Justyna Glusman
Justyna Glusman

Warszawianka, mama trzech córek. Absolwentka SGH i London School of Economics (doktorat 2009). Pracowała m.in. dla Urzędu Komitetu Integracji Europejskiej, sektora bankowego, programu Laboratorium Idei, Związku Miast Polskich, mazowieckiego Urzędu Marszałkowskiego, wykładowca SGH. Od 10 lat aktywistka Stowarzyszenia Ochocianie. Kandydatka koalicji Miasto Jest Nasze – Ruchy Miejskie dla Warszawy na prezydenta stolicy w wyborach 2018.

Justyna Glusman: Warszawa odchodzi od węgla, ten pociąg już jedzie i wie, dokąd ma dojechać

25 listopad 2019

O roku pracy w Urzędzie Miasta Warszawy rozmawiamy z Justyną Glusman, kandydatką koalicji Miasto Jest Nasze – Ruchy Miejskie dla Warszawy na prezydenta stolicy w wyborach miejskich w 2018 r.

W ciągu roku wymieniliśmy w Warszawie znacznie więcej kotłów kopciuchów niż w poprzednim, ale co najważniejsze stworzyliśmy bazę do kolejnych działań. Preferujemy teraz źródła zeroemisyjne, energię odnawialną, a drzewom w mieście nadajemy zupełnie nową wartość.

Kongres Ruchów Miejskich: Minął właśnie rok odkąd została pani koordynatorką ds. zrównoważonego rozwoju i zieleni w Urzędzie Miasta Warszawy. Przyjęła Pani to stanowisko w gabinecie prezydenta Trzaskowskiego, choć w wyborach byliście rywalami. Miała pani dylemat, czy iść do Trzaskowskiego, wesprzeć Platformę Obywatelską?

Justyna Glusman: Miałam, bo nie wiedziałam, na ile będę miała możliwości rzeczywistego działania, a na ile jest to propozycja, która ma pomóc wizerunkowo Platformie. Dzisiaj z perspektywy roku pracy jestem przekonana, że warto było przyjąć tę propozycję.

Nie miała pani poczucia, że zdradza ruchy miejskie? Jak zareagowali pani koleżanki i koledzy?  

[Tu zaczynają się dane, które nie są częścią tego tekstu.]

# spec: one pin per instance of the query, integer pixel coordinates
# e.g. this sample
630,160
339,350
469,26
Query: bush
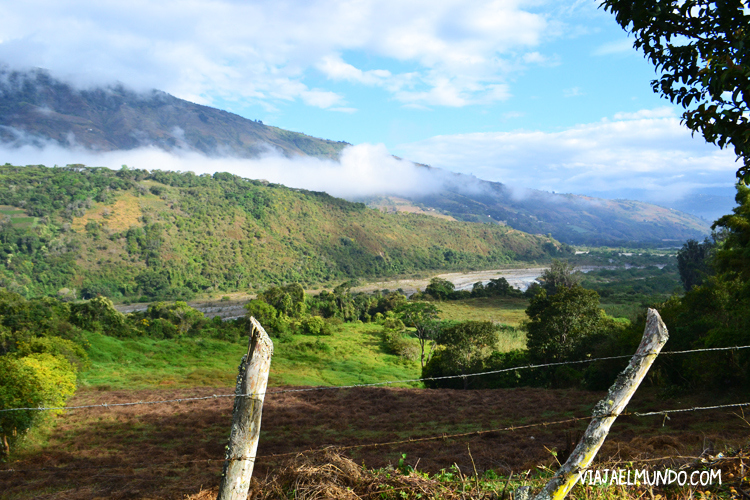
314,325
40,379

Nie miałam takiego poczucia, bo w kilku warszawskich dzielnicach ruchy miejskie weszły w koalicje dzielnicowe, w tym również moja organizacja „Ochocianie Sąsiedzi”, która współrządzi w dzielnicy Ochota. A więc jesteśmy po tej samej stronie. W Warszawie w różnych dzielnicach jest różna sytuacja polityczna. Część ruchów uznało, że chcą działać w radach dzielnic, a inne nie. Natomiast program, który realizuję, wynika wprost z programu ruchów miejskich, który prezentowaliśmy w kampanii wyborczej. Oczywiście, przed podjęciem decyzji dyskutowaliśmy o tym na forum koalicji ruchów miejskich, rozpatrywaliśmy wszystkie za i przeciw, ale ostatecznie większość z 12 organizacji, które tworzyły naszą koalicję, uznała, że warto podjąć to ryzyko, także ryzyko wizerunkowe i zderzyć się z rzeczywistością współrządzenia w mieście.

WARSZAWSKI SMOG

Pani główne zadanie na tym stanowisku to walka ze smogiem w Warszawie. Które z podjętych przez ten rok działań w tym obszarze uważa pani za najważniejsze? 

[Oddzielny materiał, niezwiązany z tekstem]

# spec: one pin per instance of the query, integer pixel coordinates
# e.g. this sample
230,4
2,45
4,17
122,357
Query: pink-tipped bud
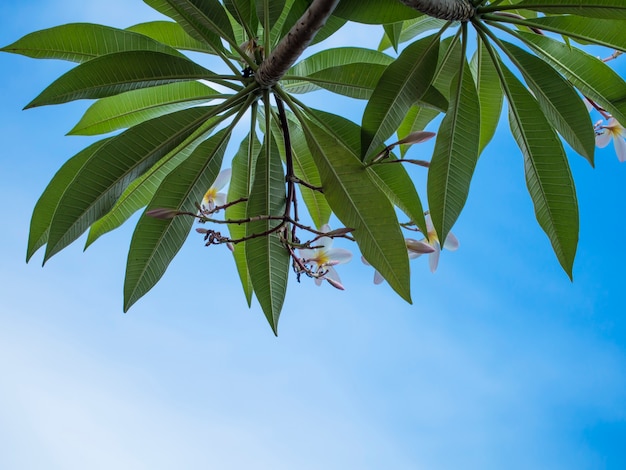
335,284
164,214
417,246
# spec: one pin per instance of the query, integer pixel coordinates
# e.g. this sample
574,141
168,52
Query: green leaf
267,257
548,176
132,107
396,183
329,59
392,32
413,28
353,80
374,11
269,11
155,242
417,118
610,9
590,75
558,100
116,73
609,33
356,198
172,34
489,94
304,169
455,155
49,200
80,42
240,183
110,169
205,20
404,82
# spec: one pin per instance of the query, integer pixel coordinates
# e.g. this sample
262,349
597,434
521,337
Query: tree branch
294,43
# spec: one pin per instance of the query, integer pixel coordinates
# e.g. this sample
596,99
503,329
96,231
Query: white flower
451,243
616,131
212,197
415,249
322,259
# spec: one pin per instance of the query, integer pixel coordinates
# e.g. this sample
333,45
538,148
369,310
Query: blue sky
500,362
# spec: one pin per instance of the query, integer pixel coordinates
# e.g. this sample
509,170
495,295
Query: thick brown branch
451,10
294,43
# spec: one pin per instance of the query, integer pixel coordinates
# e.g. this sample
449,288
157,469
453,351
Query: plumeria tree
169,120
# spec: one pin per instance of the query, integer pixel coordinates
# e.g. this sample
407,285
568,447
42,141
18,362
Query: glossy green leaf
374,11
304,169
413,28
548,176
242,165
172,34
403,83
357,201
490,94
455,154
132,107
196,22
417,118
80,42
558,100
353,80
110,169
155,242
610,9
589,74
267,257
329,59
49,200
116,73
395,182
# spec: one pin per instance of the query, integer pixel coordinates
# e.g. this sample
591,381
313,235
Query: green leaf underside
155,242
116,73
357,200
548,176
304,169
267,257
239,187
404,82
172,34
329,59
590,75
133,107
610,9
374,11
558,100
80,42
193,16
49,200
455,155
108,172
490,95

Na wstępie chcę zaznaczyć, że walka za smogiem ma szereg elementów, a my musieliśmy nadrobić wieloletnie opóźnienia. Rozpoczęliśmy w tym roku procesy, które nie zakończą się w rok, ale będą bazą do kolejnych działań.

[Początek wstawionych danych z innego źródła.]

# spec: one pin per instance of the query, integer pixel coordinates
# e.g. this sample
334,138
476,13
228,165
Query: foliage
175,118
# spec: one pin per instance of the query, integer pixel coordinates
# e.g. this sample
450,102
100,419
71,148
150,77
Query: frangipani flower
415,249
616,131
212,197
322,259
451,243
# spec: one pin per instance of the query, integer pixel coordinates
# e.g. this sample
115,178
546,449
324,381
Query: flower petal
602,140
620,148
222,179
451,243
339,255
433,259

Zaczęliśmy więc od inwentaryzacji, bo, żeby efektywnie zarządzać systemem, musimy wiedzieć dokładnie, ile budynków mamy nieprzyłączonych do miejskiej sieci ciepłowniczej, jakie są możliwości przyłączenia do sieci, jakie są plany rozwojowe firm, które nimi dysponują – czyli Veolii, w przypadku sieci ciepłowniczej oraz PSG od sieci gazowej. Dodatkowo, ile mamy budynków poza zasięgiem sieci, ilu mieszkańców musi skorzystać z innego źródła ogrzewania, a także, jaki jest ich status majątkowy itp. itd. To są informacje niezbędne do efektywnego zarządzania procesem. Co nie oznacza, że czekamy na pełną inwentaryzację, by wystartować. Wręcz przeciwnie, już działamy.

Wprowadziliśmy m.in. dwie uchwały, które zmieniły system udzielania dotacji na wymianę starych kotłów zwanych popularnie kopciuchami. Pierwsza uchwała zwiększyła dofinansowanie dla mieszkańców na zmianę źródła ogrzewania z 7 tys. do 12 tys. zł. Chodziło o to, żeby jak najszybciej dać warszawiakom możliwość skorzystania z wyższych dopłat, z których pokryją w całości wymianę pieca, ale także koszty dokumentacji. I ta uchwała weszła już w marcu 2019 r.

Natomiast druga uchwała zmieniła zasadniczo cały system – wprowadziliśmy dodatkowe dotacje do wymiany starych kotłów węglowych na inne urządzenia, np. pompy ciepła czy fotowoltaikę. Ten system działa w oparciu o korzyści dla środowiska. Jeśli wymieniamy kopciucha na najbardziej ekologiczne źródła, dostajemy najwyższą dotację, a nieco niższą, jeśli instalujemy piec gazowy.

W tym roku zniknie 540 kotłów w zasobie komunalnym, to więcej niż w poprzednich latach i więcej niż zakładaliśmy, bo plany były na likwidację 340 sztuk. Na kolejne dwa lata zostanie nam, więc około tysiąca kopciuchów do wymiany. Większość inwestycji przeprowadzimy w przyszłym roku.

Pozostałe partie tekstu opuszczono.